Dead wood carbon tended to be higher in quadrats with higher plant diversity, higher elevation, but lower coverage of outcrop. However, there was no relationship between WD carbon and living biomass in each quadrat. Previous studies showed that the amount of WD depended significantly on the number of living trees in European beech forests (Christensen et al. 2005), and WD might also have both positive and negative effects on living biomass (productivity) (Brais et al. 2005). Thus, the relationship between the amount (necromass or carbon) of WD and living biomass in karst forests is complex. The specific karst topography and very deep slope might have been factors leading to position changes of some dead woods, which might, in turn, have masked the relationship between dead woods and living trees. In places with more rocky outcrops, it is likely that dead woods could not remain on the rocks, resulting in less WD carbon in quadrats of higher outcrop coverage. However, increased WD carbon with elevation should be due to the existence of some large dead woods at the top of the plot; however, we note that the positive relationship observed in this study between WD and elevation is not very robust. Mechanisms behind such phenomena need to be investigated further.

As mentioned before, dead wood plays key roles in conserving water and soils, maintaining biodiversity, and facilitating biogeochemical processes in forests all over the world. Unfavorable karst habitats have been reported to result in low biomass in karst forests (Zhu et al. 1995; Ni et al. 2015; Liu et al. 2016) and thus low carbon storage of dead woods, which is unsuitable for protecting water, soils and organisms to sustainably manage karst forests. However, the existence of karst forests and even shrublands with low biomass and low WD necromass ensures lower soil erosion on karst terrains and slows the undesirable process of rocky desertification.
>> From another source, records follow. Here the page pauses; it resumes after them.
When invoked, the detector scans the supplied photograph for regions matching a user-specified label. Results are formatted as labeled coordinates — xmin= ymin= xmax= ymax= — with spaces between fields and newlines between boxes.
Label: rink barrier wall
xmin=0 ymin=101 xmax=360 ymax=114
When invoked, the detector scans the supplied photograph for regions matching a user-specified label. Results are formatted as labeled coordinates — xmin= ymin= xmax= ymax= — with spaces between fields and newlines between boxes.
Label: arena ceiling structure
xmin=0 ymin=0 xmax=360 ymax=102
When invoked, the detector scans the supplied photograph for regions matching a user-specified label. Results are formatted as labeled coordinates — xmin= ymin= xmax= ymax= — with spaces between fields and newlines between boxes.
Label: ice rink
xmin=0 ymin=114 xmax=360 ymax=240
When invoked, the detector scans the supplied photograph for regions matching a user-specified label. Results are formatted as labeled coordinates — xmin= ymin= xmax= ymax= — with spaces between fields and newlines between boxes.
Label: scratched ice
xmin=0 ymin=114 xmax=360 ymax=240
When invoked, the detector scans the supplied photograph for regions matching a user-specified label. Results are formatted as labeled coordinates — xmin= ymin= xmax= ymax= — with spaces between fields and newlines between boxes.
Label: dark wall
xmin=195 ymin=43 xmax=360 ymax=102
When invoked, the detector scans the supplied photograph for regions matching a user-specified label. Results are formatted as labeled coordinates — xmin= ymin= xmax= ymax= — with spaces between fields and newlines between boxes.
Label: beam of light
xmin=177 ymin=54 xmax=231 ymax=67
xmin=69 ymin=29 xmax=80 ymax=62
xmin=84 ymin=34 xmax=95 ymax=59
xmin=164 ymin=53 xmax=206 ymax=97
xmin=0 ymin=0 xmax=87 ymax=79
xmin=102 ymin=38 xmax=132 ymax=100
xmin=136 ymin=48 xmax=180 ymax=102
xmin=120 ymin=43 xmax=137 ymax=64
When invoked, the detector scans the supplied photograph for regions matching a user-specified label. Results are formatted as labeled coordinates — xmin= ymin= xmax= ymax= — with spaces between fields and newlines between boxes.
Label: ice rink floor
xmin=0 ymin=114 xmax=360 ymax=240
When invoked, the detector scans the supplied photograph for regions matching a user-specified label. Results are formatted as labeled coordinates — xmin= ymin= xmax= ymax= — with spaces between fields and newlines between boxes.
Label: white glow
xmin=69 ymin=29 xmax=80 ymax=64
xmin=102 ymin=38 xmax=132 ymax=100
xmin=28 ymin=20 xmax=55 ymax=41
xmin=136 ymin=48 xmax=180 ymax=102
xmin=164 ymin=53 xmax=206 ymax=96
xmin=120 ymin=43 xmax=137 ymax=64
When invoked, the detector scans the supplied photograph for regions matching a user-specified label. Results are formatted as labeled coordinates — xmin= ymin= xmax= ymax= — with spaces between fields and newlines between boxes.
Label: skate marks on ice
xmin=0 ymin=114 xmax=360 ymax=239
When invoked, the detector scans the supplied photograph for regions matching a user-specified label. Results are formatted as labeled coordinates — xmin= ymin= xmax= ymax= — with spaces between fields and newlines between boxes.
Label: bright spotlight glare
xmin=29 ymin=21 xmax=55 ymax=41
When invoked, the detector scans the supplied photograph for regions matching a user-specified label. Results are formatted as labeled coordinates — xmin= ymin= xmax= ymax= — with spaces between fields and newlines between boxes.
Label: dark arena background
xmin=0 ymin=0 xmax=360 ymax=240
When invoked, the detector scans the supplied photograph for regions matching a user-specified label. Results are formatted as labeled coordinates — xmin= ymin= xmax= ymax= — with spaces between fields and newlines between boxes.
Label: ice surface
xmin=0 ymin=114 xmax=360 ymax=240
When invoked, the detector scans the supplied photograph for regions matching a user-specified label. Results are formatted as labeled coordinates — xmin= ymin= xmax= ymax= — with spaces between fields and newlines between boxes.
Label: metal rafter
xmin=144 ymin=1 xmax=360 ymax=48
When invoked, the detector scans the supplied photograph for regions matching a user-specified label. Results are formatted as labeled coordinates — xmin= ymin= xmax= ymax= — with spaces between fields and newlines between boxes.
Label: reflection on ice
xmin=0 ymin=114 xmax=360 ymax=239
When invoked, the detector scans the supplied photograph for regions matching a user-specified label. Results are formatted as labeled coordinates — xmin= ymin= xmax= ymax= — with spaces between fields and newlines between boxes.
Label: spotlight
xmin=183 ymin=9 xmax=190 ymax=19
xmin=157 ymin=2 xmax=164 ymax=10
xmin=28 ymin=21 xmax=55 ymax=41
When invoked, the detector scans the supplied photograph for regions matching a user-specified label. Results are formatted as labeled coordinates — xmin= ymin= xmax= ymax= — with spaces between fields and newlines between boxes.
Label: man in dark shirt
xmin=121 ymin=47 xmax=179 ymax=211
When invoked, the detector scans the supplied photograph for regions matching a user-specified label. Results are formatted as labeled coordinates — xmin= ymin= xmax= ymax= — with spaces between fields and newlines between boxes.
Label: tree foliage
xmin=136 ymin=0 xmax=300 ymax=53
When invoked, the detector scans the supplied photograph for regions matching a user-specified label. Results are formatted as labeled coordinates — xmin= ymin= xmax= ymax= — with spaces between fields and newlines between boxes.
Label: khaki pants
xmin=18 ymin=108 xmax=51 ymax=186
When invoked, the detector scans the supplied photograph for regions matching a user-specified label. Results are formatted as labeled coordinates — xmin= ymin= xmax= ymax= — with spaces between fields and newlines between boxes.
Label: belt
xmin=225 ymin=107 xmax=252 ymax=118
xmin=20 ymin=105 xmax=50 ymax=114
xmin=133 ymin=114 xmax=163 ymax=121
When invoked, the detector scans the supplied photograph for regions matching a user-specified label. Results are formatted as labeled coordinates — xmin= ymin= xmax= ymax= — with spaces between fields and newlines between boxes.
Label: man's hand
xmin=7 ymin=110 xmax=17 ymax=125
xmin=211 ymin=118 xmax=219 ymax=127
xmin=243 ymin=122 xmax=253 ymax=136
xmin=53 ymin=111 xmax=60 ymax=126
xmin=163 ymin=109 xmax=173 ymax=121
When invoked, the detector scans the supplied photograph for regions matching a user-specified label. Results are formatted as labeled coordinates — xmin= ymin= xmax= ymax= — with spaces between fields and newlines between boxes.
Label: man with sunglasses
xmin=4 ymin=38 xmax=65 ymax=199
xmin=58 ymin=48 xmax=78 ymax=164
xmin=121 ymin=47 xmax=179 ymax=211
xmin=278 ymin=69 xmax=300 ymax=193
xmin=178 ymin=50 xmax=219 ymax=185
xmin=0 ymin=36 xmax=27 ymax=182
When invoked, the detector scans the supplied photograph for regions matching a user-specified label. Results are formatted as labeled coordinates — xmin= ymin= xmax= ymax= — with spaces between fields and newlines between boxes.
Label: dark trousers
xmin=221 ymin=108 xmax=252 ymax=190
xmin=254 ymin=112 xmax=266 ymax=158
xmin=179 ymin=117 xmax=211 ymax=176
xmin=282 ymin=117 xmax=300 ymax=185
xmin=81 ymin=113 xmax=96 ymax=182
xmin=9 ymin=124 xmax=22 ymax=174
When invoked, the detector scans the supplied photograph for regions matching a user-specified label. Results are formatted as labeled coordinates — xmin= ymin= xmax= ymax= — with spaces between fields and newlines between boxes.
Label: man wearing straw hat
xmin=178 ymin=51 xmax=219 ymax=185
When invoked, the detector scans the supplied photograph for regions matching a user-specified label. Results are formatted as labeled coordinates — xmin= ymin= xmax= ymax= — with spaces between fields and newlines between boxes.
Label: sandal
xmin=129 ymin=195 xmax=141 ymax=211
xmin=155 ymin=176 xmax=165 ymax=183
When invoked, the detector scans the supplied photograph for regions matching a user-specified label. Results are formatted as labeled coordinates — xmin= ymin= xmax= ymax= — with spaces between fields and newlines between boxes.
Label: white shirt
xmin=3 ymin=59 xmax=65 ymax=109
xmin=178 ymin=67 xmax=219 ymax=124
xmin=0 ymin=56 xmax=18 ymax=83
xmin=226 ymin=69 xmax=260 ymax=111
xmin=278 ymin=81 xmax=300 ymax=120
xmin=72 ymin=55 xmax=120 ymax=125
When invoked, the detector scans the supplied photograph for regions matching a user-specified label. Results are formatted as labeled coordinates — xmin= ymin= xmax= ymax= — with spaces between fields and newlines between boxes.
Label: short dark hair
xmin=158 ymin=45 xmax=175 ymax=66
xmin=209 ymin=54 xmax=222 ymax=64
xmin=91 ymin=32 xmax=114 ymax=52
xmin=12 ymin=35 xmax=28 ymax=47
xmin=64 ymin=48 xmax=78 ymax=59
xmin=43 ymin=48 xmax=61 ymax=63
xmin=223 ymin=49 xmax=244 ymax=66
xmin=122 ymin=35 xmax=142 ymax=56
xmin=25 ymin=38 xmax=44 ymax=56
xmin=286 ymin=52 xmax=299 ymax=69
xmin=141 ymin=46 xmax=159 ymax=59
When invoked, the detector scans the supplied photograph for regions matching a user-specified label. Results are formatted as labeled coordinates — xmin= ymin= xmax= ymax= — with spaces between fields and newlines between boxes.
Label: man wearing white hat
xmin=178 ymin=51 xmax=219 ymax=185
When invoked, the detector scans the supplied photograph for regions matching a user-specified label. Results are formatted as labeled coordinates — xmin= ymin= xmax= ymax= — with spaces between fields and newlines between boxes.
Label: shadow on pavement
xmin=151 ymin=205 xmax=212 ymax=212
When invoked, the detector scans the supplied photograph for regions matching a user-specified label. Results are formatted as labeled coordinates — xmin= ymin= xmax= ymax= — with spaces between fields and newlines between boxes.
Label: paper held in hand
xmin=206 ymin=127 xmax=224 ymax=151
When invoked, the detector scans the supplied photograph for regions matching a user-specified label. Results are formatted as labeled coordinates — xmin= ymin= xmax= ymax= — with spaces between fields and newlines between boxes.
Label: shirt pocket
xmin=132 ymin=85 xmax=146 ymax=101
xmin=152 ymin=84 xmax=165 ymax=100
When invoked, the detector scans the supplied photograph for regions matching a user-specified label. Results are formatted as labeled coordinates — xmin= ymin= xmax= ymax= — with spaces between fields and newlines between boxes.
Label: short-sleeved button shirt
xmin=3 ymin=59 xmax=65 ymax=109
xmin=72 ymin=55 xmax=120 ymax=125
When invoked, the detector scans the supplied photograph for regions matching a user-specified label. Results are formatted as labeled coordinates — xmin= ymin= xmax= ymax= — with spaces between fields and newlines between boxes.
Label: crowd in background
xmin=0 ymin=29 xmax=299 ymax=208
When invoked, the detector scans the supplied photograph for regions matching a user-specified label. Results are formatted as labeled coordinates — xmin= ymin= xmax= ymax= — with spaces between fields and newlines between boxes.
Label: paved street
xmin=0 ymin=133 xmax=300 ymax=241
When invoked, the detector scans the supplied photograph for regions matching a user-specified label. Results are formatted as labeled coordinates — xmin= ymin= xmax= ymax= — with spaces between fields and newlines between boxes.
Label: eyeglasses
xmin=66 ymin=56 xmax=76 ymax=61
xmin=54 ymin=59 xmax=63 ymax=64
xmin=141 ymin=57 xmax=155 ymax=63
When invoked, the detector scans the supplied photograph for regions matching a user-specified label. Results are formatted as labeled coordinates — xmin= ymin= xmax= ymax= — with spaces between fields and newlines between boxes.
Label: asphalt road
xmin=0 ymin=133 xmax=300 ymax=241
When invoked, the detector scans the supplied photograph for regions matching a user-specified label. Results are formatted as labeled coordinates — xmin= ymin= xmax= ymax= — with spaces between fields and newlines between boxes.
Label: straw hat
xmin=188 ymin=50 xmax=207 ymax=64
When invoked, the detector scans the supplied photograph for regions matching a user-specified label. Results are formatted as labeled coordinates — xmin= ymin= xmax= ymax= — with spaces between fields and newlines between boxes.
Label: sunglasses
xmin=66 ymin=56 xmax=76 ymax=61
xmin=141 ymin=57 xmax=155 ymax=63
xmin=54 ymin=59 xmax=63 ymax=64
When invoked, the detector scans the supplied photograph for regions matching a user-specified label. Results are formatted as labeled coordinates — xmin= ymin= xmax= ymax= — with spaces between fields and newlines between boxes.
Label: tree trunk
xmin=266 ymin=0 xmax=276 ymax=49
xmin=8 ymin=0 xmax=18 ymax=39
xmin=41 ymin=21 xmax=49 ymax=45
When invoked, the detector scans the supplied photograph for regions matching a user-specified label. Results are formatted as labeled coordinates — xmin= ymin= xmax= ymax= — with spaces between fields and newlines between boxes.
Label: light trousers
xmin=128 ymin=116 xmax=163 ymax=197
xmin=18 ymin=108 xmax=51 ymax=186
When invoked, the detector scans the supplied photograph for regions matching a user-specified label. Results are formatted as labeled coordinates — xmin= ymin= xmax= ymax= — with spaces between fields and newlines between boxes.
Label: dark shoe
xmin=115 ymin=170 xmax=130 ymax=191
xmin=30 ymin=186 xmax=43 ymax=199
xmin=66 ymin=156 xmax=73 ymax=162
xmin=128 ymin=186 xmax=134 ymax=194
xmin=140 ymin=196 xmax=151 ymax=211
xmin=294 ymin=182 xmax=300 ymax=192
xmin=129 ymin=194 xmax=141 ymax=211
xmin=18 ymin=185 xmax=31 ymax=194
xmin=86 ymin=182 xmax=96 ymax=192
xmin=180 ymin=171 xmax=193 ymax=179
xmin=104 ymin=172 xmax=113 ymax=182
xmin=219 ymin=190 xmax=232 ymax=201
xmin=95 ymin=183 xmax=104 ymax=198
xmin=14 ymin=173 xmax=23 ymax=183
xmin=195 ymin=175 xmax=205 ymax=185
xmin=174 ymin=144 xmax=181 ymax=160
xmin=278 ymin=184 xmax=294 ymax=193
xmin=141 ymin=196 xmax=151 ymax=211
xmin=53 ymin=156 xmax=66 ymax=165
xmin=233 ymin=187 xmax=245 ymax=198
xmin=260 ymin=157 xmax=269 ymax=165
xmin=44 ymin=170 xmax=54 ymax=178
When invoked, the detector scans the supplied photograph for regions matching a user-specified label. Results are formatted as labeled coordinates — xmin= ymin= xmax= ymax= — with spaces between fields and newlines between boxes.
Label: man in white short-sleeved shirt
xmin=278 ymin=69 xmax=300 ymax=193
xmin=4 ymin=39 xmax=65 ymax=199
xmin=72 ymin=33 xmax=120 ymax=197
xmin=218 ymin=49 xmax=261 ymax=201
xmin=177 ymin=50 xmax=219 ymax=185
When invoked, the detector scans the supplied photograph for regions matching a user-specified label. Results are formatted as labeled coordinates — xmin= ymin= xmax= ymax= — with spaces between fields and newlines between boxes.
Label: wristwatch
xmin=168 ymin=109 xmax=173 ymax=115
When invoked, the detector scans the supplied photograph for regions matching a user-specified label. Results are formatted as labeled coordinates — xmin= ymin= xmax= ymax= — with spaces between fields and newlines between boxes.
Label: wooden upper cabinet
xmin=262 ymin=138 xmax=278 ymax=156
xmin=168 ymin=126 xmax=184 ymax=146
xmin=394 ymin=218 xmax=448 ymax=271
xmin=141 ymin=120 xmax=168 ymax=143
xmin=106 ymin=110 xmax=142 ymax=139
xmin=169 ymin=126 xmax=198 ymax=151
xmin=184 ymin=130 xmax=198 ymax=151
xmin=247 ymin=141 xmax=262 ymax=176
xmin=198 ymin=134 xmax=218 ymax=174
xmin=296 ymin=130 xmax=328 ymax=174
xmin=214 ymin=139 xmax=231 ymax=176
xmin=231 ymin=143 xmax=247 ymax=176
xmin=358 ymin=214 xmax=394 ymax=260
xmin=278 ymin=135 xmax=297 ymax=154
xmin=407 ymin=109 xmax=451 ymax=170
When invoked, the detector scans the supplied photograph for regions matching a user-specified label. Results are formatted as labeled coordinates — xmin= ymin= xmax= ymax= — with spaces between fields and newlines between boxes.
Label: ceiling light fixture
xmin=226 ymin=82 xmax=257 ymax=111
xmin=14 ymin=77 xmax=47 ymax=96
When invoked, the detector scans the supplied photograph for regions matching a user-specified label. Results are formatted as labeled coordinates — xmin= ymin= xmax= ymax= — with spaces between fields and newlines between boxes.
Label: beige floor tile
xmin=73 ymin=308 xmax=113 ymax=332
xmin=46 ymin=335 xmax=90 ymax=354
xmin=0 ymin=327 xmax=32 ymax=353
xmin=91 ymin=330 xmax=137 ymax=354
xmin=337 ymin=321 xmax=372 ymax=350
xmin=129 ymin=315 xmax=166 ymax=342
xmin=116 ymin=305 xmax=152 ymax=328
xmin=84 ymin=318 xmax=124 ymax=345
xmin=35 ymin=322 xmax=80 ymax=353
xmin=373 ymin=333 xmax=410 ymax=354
Compared to virgin forests, the amounts and structures of WD with artificial interference were decreasing, secondary karst forests required centuries of non-interference cycles for development to be close to the state of virgin forests. However, there were few data for virgin karst forests. Therefore, a comprehensive understanding of the natural background of WD in secondary karst forests is important to better manage the forests and to more effectively protect organisms sheltered by the WD. Features of WD reported in this study can serve as a preliminary reference for the management of karst forests around southwestern China. Future researches will focus on succession progression based on the long-term monitoring of WD in dedicated permanent sample plots.